Menuju konten utama

Alasan Warga Pulau Pari Gugat PT Holcim ke Pengadilan Swiss

Warga Pulau Pari, Kepulauan Seribu, Jakarta, menggugat PT Holcim karena berkontribusi besar terhadap dampak krisis iklim.

Alasan Warga Pulau Pari Gugat PT Holcim ke Pengadilan Swiss
Warga Pulau Pari, Kepulauan Seribu melakukan aksi di depan Balai Kota DKI Jakarta, Senin (26/3/2018).
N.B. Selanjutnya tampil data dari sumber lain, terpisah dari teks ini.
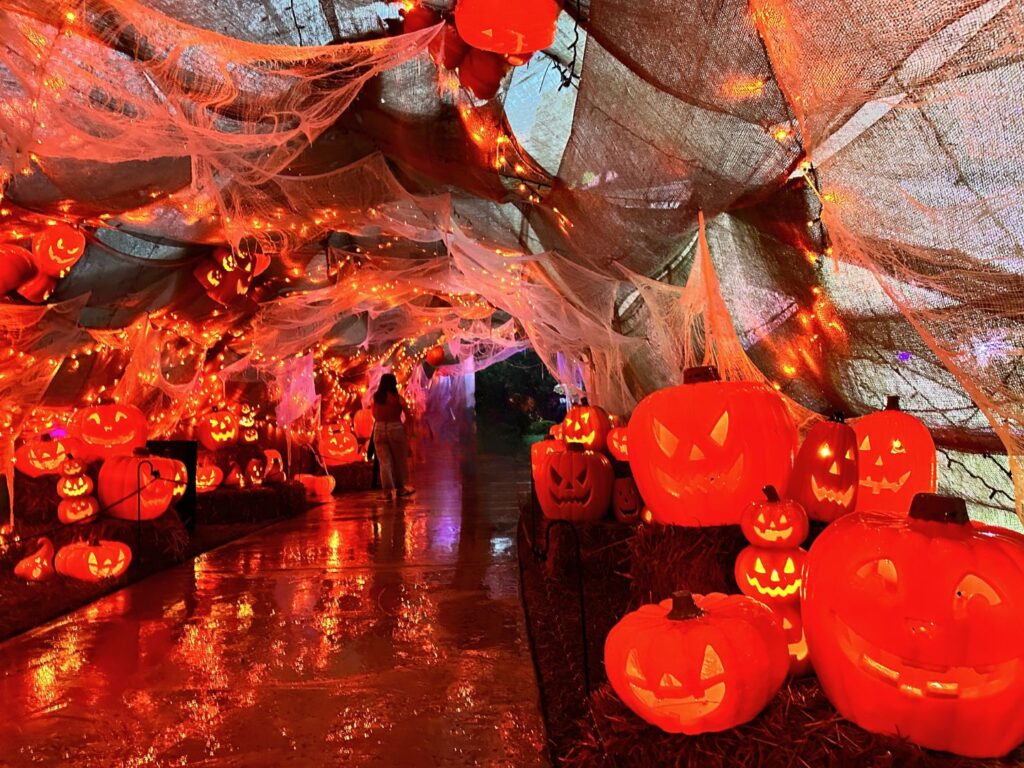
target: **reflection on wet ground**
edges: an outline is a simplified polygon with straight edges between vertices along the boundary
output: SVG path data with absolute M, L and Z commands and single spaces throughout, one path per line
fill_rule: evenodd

ANTARA FOTO/Rivan Awal Lingga

tirto.id - Wahana Lingkungan Hidup (WALHI) menyebutkan alasan perusahaan semen PT Holcim digugat ke Pengadilan Swiss oleh warga Pulau Pari, Kepulauan Seribu, Jakarta, karena berkontribusi besar terhadap dampak krisis iklim.

Terdapat empat warga Pulau Pari yang menggugat, yakni Bobby, Arif, Edi dan Asmania. Mereka menggugat karena saat ini Pulau Pari dilanda banjir rob akibat krisis iklim.

"Warga Pulau Pari menggugat PT Holcim atas kontribusinya terhadap dampak krisis iklim yang mengancam pulau dan penghidupannya," kata Kepala Divisi Kajian Hukum Lingkungan Walhi Nasional, Puspa Dewy di Kantor Walhi, Rabu (12/9/2022).

Dewy menjelaskan PT Holcim merupakan perusahaan industri semen yang komponen utama dari produksi beton yang memiliki implikasi signifikan terhadap iklim.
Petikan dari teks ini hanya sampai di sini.